The length of commercial leases have become shorter over the past decade in the UK property market, and a typical commercial lease is now just five years long. Market uncertainties and growing demand for flexibility have been the driver behind these shorter lease terms.
Businesses are operating in uncertain times, with both Brexit and the Covid-19 pandemic adding numerous unknown complexities for businesses to deal with. Flexible leases allow businesses to adapt their real estate commitments to fit with their ongoing requirements.
The office market was amongst the first to offer notably short flexible leases for terms of 6 months and even as little as six weeks. In the wake of the Covid-19 pandemic and the shift to home working, shorter flexible leases have become more important than ever before.
Industrial units have also followed suit, and there is now a growing market for flexible industrial leases serving fluctuating demand and helping to accommodate start-ups and small businesses who are often less able to predict their future needs.
This demand for flexibility in the industrial market has triggered a rise in industrial flex buildings, which contain multiple blank canvas units that can easily be fitted out to suit the use of most tenants. They offer tenancies as short as one month and allow smaller businesses to house their office staff and practical staff (for example, those working in a laboratory or on a work-bench) under the same roof, keeping the workforce together and saving on rental costs.
With flexibility being key in the commercial property market, landlords and tenants are likely to have a stronger focus on certain terms during the negotiation stage.
Shorter-term – If the lease is shorter in duration, the tenant is not tied down to occupying one property for a long period. The tenant has the flexibility to reconsider their real estate needs regularly. This can also be beneficial to landlords as they are less likely to have to take action to remove a tenant for rent arrears if the tenant is not tied into a long lease.
Increased break dates – Some leases contain what is known as a ‘break clause’. This allows the landlord and/or tenant to determine the lease on certain stipulated dates throughout the lease term, allowing the parties to enjoy a longer lease whilst maintaining the ability to bring it to an end sooner if appropriate. The parties should consider the conditions of exercising the break to ensure that they are achievable, as well as considering which parties get to enjoy exercising this right. Some landlords and tenants may prefer this approach to offering/taking shorter leases. It can give certainty of occupation for a longer period of time and reduce the need to frequently negotiate new lease terms.
Fewer restrictions on alienation – By giving the tenant the right to assign, underlet or share occupation, the tenant has the flexibility to transfer, reduce or share its lease obligations whilst still giving the landlord its expected income and removing the need to remarket the lease. Often, commercial leases severely limit alienation, but the flexibility should not be discarded too quickly.

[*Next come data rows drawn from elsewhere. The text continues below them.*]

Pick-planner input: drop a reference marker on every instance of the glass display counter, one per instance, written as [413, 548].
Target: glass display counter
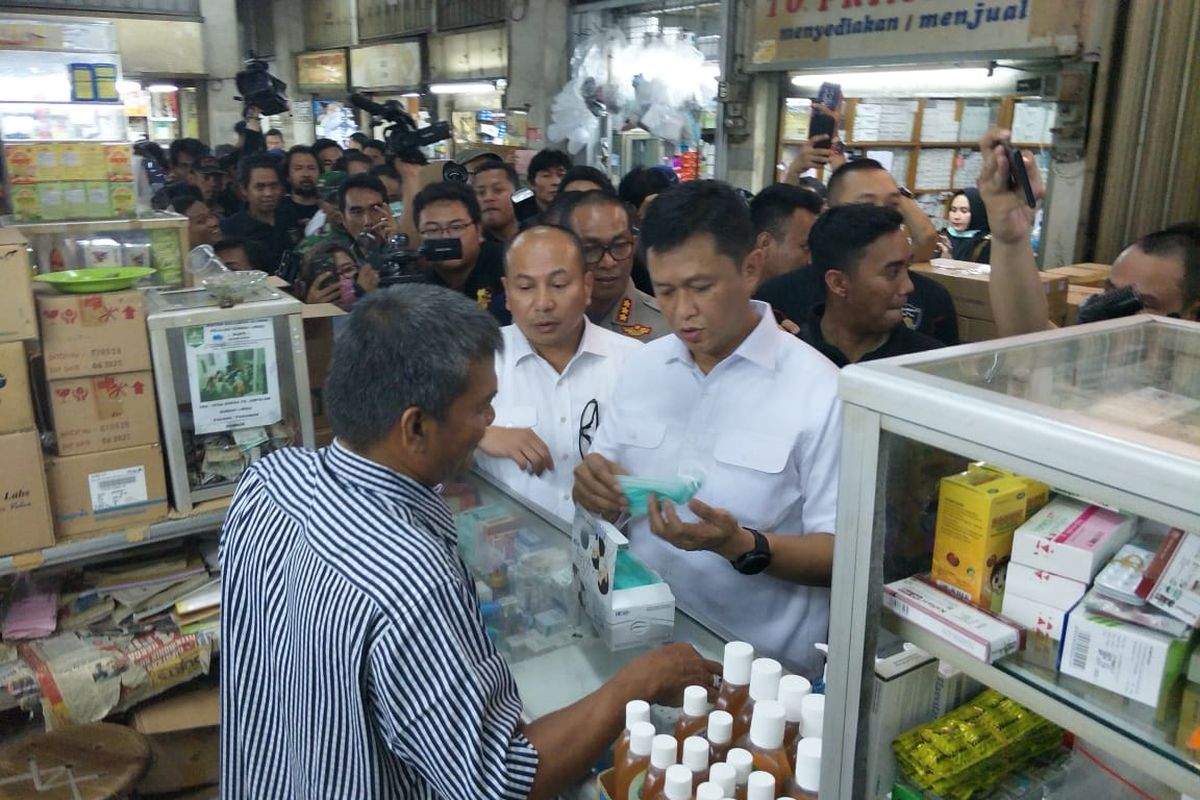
[1108, 413]
[532, 607]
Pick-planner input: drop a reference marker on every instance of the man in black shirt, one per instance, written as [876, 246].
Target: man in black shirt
[451, 211]
[259, 179]
[865, 257]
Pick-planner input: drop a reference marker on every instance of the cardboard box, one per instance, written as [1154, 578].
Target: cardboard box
[106, 491]
[99, 413]
[16, 401]
[18, 319]
[972, 630]
[24, 501]
[1128, 660]
[94, 335]
[967, 284]
[1084, 275]
[1072, 539]
[977, 513]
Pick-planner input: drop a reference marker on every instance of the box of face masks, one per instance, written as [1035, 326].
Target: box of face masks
[628, 602]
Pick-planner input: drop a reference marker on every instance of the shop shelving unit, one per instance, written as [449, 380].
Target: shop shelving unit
[1109, 411]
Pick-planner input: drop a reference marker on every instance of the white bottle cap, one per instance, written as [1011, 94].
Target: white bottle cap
[792, 690]
[761, 786]
[678, 783]
[765, 675]
[813, 715]
[720, 727]
[725, 776]
[808, 764]
[664, 751]
[742, 763]
[695, 753]
[636, 711]
[641, 739]
[767, 726]
[738, 656]
[695, 701]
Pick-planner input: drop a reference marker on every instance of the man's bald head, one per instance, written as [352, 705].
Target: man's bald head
[534, 241]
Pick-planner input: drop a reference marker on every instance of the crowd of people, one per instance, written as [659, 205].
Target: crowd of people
[657, 329]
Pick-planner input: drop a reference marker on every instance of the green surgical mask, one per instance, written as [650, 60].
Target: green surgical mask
[639, 489]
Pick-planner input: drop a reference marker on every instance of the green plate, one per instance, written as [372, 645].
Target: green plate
[100, 278]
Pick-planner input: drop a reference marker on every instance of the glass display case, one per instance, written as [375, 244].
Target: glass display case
[232, 384]
[1108, 413]
[557, 657]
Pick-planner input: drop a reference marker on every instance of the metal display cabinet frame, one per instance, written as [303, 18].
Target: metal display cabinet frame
[1048, 405]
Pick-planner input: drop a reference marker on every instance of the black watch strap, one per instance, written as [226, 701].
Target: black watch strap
[755, 560]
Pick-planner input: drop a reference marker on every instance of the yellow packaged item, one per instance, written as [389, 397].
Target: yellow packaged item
[977, 513]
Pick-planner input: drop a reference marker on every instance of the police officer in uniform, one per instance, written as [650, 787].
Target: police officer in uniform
[601, 221]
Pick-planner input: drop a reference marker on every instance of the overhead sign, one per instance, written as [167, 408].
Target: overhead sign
[322, 71]
[790, 34]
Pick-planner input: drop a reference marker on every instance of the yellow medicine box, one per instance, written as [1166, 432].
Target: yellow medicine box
[977, 513]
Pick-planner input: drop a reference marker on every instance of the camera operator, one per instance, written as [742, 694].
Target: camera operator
[450, 211]
[333, 274]
[1162, 268]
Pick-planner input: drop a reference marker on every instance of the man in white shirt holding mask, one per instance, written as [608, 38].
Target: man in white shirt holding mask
[555, 374]
[744, 405]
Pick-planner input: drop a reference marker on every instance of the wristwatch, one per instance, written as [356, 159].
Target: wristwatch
[755, 560]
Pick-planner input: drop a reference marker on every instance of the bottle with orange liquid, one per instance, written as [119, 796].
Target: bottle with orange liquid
[629, 773]
[765, 677]
[735, 677]
[766, 743]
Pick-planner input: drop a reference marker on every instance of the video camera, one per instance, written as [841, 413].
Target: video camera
[261, 89]
[402, 136]
[399, 263]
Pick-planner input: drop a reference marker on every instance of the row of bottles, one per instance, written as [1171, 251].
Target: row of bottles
[761, 743]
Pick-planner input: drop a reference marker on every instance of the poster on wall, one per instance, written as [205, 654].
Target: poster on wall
[334, 120]
[793, 32]
[232, 376]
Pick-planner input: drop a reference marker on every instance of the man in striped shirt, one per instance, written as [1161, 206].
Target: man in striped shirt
[354, 659]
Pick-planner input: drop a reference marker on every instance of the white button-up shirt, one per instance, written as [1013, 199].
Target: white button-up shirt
[763, 428]
[532, 395]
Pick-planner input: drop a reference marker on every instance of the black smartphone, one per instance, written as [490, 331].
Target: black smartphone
[1018, 176]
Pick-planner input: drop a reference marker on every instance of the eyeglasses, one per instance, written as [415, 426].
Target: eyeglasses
[454, 230]
[589, 420]
[618, 250]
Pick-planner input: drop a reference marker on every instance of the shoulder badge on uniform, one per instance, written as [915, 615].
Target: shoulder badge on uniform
[627, 307]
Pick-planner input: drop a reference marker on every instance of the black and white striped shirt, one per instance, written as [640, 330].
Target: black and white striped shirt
[354, 659]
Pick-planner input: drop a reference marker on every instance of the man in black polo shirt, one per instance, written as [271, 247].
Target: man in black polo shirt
[259, 179]
[451, 211]
[864, 257]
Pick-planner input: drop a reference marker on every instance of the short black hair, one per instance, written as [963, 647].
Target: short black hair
[850, 168]
[352, 155]
[586, 173]
[445, 192]
[193, 148]
[363, 180]
[1181, 241]
[641, 182]
[576, 242]
[840, 235]
[247, 166]
[700, 208]
[509, 169]
[547, 158]
[771, 210]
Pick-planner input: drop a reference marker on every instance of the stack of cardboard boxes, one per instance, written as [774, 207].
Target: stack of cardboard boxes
[108, 469]
[24, 501]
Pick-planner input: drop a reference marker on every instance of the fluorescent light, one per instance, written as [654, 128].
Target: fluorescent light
[477, 88]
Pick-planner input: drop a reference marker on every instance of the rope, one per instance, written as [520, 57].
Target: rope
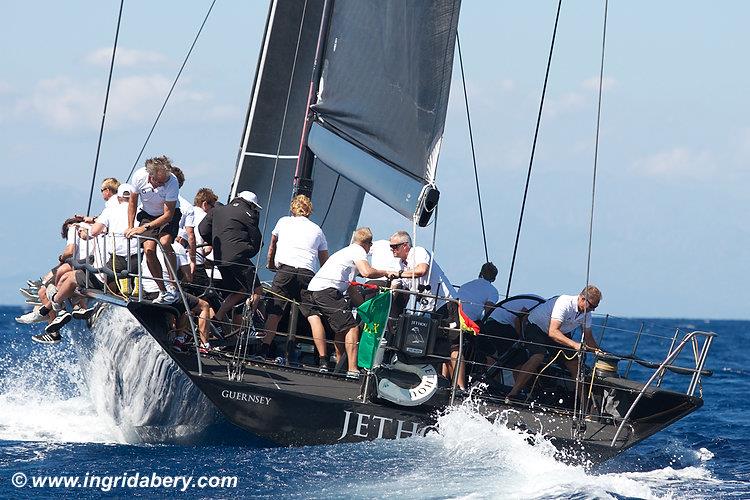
[169, 94]
[104, 112]
[281, 135]
[533, 149]
[330, 202]
[473, 154]
[596, 149]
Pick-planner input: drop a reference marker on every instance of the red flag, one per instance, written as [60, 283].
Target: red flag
[467, 324]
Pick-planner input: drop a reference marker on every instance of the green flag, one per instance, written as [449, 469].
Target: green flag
[374, 315]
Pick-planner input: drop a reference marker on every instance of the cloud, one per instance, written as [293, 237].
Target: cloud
[124, 58]
[580, 98]
[65, 104]
[568, 102]
[608, 83]
[677, 163]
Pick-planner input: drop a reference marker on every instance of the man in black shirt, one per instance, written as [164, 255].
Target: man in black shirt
[234, 235]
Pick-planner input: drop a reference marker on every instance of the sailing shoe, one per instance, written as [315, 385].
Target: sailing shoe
[61, 320]
[179, 345]
[167, 297]
[47, 338]
[206, 348]
[83, 312]
[51, 291]
[31, 317]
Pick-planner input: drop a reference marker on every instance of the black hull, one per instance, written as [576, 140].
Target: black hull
[297, 407]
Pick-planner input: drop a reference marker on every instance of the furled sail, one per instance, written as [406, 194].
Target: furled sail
[383, 95]
[274, 123]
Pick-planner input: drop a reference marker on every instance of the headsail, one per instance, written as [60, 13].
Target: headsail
[283, 69]
[383, 96]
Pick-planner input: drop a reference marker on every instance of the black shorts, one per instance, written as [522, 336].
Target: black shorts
[239, 278]
[192, 301]
[496, 338]
[333, 307]
[290, 283]
[171, 228]
[121, 264]
[539, 342]
[200, 282]
[93, 280]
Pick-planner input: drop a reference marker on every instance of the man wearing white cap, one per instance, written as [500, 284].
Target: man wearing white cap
[233, 232]
[114, 221]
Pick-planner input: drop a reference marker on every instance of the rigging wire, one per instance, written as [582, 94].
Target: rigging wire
[104, 112]
[281, 132]
[533, 149]
[330, 202]
[169, 94]
[596, 146]
[473, 154]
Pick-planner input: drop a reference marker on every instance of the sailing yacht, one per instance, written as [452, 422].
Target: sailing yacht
[350, 98]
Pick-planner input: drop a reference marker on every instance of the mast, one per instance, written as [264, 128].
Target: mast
[303, 182]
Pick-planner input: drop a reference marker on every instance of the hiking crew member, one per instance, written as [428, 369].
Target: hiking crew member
[158, 190]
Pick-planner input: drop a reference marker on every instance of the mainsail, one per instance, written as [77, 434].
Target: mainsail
[379, 111]
[274, 125]
[383, 96]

Rent Reviews – Commercial leases usually specify strict upwards-only rent reviews in accordance with the open market. The Covid-19 pandemic has operated as a reality check for businesses and has highlighted to tenants their risks and vulnerabilities and left many businesses financially unstable. To help mitigate future risks, parties may need to compromise on rent review provisions and consider including a cap on upwards only reviews to ensure that the landlord maintains a sufficient income whilst still providing some certainty for tenants navigating uncertain market conditions.

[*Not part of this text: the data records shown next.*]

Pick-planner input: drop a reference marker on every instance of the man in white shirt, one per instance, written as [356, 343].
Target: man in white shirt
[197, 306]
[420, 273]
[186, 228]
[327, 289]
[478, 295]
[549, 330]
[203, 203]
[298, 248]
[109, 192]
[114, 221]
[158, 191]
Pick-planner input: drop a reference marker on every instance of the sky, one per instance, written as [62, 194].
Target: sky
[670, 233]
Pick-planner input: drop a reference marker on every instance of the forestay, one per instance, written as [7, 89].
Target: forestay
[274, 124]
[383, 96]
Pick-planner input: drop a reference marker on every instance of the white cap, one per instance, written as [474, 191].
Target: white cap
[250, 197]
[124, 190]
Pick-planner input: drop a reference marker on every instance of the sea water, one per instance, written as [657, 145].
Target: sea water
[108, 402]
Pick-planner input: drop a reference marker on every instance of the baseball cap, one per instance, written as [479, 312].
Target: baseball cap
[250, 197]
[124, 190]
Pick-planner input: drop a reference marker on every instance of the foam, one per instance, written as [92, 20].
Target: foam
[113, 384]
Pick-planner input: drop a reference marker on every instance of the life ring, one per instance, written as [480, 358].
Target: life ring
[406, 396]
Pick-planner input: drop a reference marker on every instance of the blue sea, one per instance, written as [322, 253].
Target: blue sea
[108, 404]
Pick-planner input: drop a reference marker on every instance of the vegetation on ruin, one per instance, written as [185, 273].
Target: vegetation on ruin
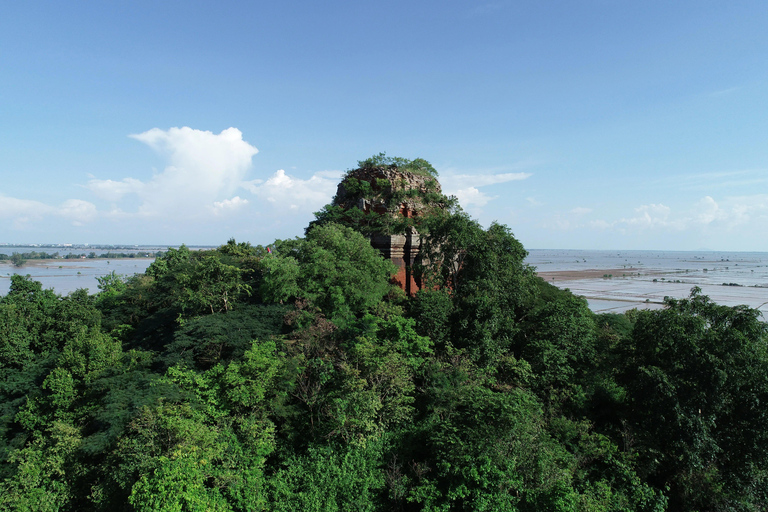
[299, 378]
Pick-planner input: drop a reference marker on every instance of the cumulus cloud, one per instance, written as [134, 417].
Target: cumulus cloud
[706, 213]
[22, 211]
[465, 186]
[295, 194]
[115, 190]
[203, 169]
[78, 211]
[226, 205]
[11, 207]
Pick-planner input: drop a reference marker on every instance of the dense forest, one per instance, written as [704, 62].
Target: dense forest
[298, 377]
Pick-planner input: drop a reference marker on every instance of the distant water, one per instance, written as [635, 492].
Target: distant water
[65, 276]
[655, 274]
[729, 278]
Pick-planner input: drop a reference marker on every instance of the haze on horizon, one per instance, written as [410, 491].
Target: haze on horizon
[597, 125]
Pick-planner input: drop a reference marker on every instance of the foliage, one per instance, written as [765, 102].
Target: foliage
[334, 267]
[300, 379]
[415, 166]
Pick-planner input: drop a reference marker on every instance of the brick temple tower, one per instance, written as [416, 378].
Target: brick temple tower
[389, 202]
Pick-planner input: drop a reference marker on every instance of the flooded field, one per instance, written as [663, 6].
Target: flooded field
[615, 281]
[66, 276]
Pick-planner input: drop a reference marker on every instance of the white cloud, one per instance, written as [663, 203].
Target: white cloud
[533, 201]
[23, 211]
[78, 211]
[471, 196]
[11, 207]
[705, 214]
[294, 194]
[465, 186]
[452, 182]
[227, 205]
[115, 190]
[203, 169]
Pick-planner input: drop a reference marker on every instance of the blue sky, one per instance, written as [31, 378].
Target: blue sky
[585, 125]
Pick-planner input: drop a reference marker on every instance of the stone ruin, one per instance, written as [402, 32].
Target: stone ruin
[406, 197]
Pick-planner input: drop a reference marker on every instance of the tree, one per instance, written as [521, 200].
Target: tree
[695, 373]
[334, 267]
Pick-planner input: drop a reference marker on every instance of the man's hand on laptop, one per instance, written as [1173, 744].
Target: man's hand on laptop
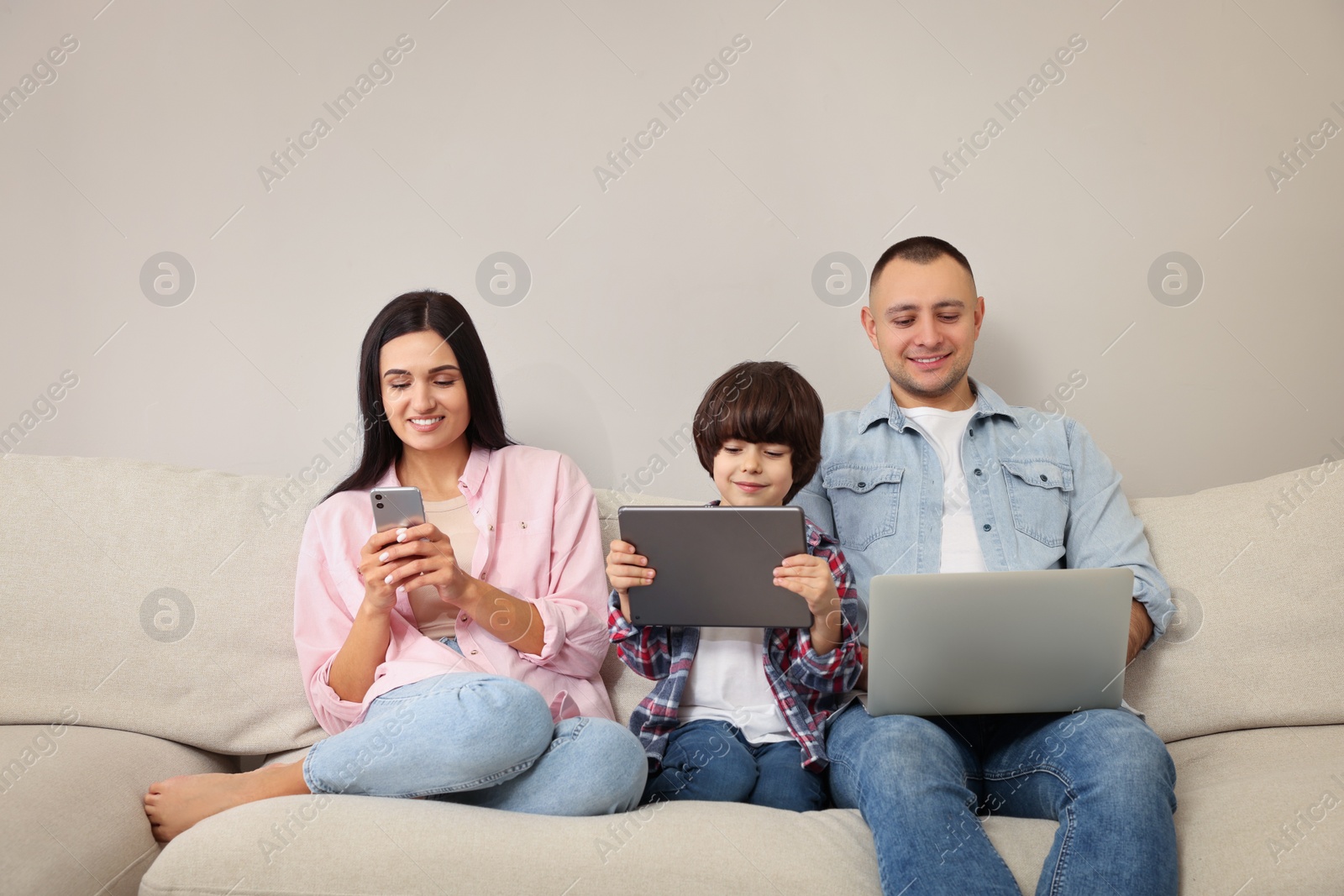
[811, 577]
[1140, 631]
[624, 570]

Although flexibility allows both parties to adapt to reflect current market conditions and their own needs, landlords and tenants will need to balance the advantages with the disadvantages to ensure that their interests are protected.
Flexibility usually creates an element of uncertainty for the parties. Shorter leases and increased break dates mean that neither party benefits from the certainty of knowing that one particular tenant will be occupying the premises for a prolonged period. Landlords are likely to see an increasing rotation of tenants as a result of the shift in favour of flexibility, which limits their ability to ensure a stable income.

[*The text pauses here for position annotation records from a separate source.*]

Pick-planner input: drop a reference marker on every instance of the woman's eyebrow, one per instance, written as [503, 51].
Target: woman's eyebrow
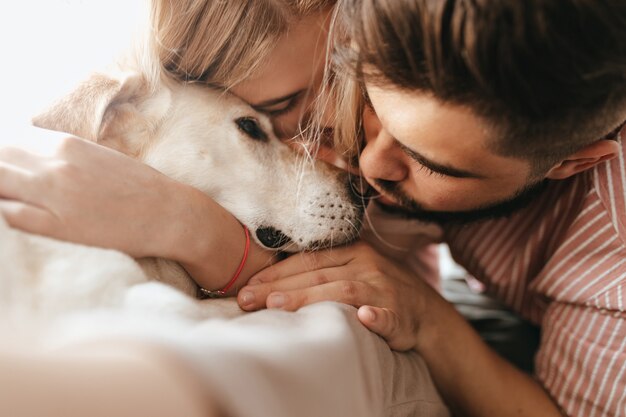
[275, 101]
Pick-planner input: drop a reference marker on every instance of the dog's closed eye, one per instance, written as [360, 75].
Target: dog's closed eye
[250, 126]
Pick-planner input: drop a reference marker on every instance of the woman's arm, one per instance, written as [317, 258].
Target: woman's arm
[113, 380]
[88, 194]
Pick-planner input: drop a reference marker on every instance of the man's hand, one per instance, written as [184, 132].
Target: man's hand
[391, 301]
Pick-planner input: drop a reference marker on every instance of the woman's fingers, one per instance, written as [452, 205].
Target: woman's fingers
[330, 284]
[13, 181]
[27, 217]
[301, 263]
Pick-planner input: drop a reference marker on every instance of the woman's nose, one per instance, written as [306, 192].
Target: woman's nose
[382, 159]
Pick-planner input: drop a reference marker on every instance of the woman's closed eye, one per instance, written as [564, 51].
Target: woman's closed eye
[282, 107]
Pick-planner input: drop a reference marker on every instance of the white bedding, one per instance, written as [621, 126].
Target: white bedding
[318, 361]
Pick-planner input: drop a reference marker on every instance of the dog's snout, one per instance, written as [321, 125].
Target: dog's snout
[272, 238]
[359, 189]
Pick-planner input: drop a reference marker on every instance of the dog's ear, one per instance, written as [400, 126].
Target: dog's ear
[105, 109]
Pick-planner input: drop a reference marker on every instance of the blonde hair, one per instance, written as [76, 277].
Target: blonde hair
[221, 42]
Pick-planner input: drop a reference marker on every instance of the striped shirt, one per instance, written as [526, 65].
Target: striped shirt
[561, 263]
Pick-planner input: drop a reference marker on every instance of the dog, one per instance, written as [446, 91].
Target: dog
[215, 142]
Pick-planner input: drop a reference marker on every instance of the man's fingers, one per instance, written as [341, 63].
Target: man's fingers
[379, 320]
[301, 263]
[26, 217]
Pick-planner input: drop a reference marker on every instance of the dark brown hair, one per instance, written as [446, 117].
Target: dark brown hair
[548, 75]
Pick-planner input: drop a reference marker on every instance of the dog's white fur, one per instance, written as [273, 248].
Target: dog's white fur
[193, 134]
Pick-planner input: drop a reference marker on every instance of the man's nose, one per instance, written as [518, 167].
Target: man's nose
[380, 159]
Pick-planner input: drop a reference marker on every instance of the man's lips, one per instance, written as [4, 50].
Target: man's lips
[382, 199]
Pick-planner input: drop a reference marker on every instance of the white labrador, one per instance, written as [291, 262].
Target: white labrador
[220, 145]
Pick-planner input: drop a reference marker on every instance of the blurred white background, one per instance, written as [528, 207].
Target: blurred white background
[48, 46]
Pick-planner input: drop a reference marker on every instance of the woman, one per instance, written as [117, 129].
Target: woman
[276, 66]
[504, 122]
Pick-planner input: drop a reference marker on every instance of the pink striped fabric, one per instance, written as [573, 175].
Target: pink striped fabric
[561, 263]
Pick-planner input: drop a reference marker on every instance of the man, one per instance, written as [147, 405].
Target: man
[503, 122]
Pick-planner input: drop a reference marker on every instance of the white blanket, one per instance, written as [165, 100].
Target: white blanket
[319, 361]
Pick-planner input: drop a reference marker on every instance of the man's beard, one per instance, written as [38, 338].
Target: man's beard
[410, 209]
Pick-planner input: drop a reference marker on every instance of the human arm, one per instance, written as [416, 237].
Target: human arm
[409, 314]
[119, 379]
[89, 194]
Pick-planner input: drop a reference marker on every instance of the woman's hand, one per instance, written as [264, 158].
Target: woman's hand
[88, 194]
[391, 300]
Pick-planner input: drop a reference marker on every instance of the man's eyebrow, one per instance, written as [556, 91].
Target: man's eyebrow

This increasing rotation of tenants also means that landlords and tenants are likely to incur increased costs, such as marketing the property, moving costs, and legal costs, as both parties will be renegotiating leases more frequently. Even if the parties decide to enter into a new lease, there will still be time and costs associated with renegotiations. The tenant might be disadvantaged by suffering a rent review on each occasion, which may have occurred less frequently if the tenant was tied into a longer lease.
Benefits and drawbacks aside, both landlords and tenants must adapt to the changing commercial property lease market to ensure they are both offering and obtaining competitive leases whilst protecting their own financial and practical interests.